Zach Bell may have hung up his wheels but he is far from being retired from the professional bike racing industry. The Canadian Olympian will direct the Optum Pro Cycling p/b Kelly Benefit Strategies women’s team in 2016, while simultaneously helping to kickstart Parcours Institute Inc., a new professional certification program for athletes.
"I was with this organization as a rider and always hoped to work with them again,” Bell said in an Optum team press release. “As my career has come to a close in the peloton, I wanted to share my knowledge of the sport and help the next generation of athletes succeed both on and off the bike. This team has a professional and ethical program and is full of potential. There is a unique energy with this group of riders and I am excited to be part of it.”
Bell stopped racing at the end of the 2014 season after nearly a decade of top-level competition. He medalled at the UCI Track Cycling World Championships, Pan American Track Championships and represented Canada at the 2008 and 2012 Olympic Games. He also competed for Optum Pro Cycling in 2009 and 2010.
Bell will begin his directing duties with Optum at the start of the 2016 season, and the team will focus on North American events. The women’s team was announced last month to include Canadians Jasmin Glaesser, Kirsti Lay, Katherine Maine, Sara Poidevin and Catherine Ouellette, along with other North American riders Heather Fischer, Hannah Ross, Elle Anderson, Erica Allar, Jessica Prinner and Emma White.
“It is exciting to have a strong Canadian element within the team – especially during an Olympic year,” Bell said. “Some of them are already on the short list for Rio. I have been in a similar position and can play an important role in ensuring the success they have with the team aligns with their ambitions for the 2016 Games.”
Bell takes over the women’s program from Pat McCarty, who will direct the men’s team in 2016.
Team-backed athlete certification program meant to train aspiring athletes for the pro ranks
Bell has also taken on a new role as Managing Director of the recently announced Parcours Institute Inc., a certification program designed to prepare young athletes (men and women aged 18-25) and staff for the requirements of being part of a professional team.
“Young athletes in North America have a broad range of options for training their physiology, but to this day there has been no centralized training program for all the demands of the pro circuit,” Bell said. “These demands include media and sponsorship relations, nutritional challenges, and navigating the complex frameworks surrounding anti-doping policies among other challenges.
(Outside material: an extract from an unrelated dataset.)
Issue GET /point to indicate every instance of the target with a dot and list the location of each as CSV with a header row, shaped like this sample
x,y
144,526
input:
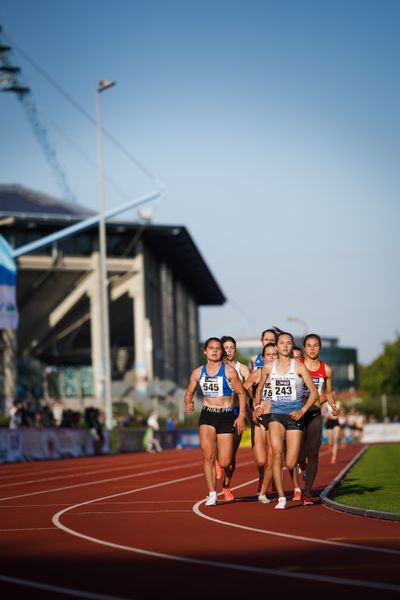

Athletes have had to learn these skills over time and only after they are accepted into professional teams – and that is just not necessary.
The certification program is recognized by and developed with professional teams including Silber Pro Cycling and Holowesko-Citadel (formerly called Hincapie Racing), along with Axeon, H&R Block Pro Cycling, and Circuit Sport (the parent company of both the men and women Optum p/b Kelly Benefit Strategies teams).
“The involvement of the teams has been crucial, and I can’t thank these industry leaders enough,” Bell said in a press release from Cycling Canada. “They are the ones who recognized something was needed in the development and recruitment of athletes. Cycling is a professional sport, requiring both professional and conventional training to get ready for its requirements. The sponsors are all professionals in their respective industries, and they want to associate with other professionals. It shouldn’t be the only way to the pros, but athletes who have questions about the path can choose Parcours Cycling as a place to find answers.”
Parcours will also offer staff training programs for aspiring mechanics and massage certified practitioners. These courses will involve live athlete exercises and culminate with live race internship placements on professional teams. This will give graduates a direct connection to the industry.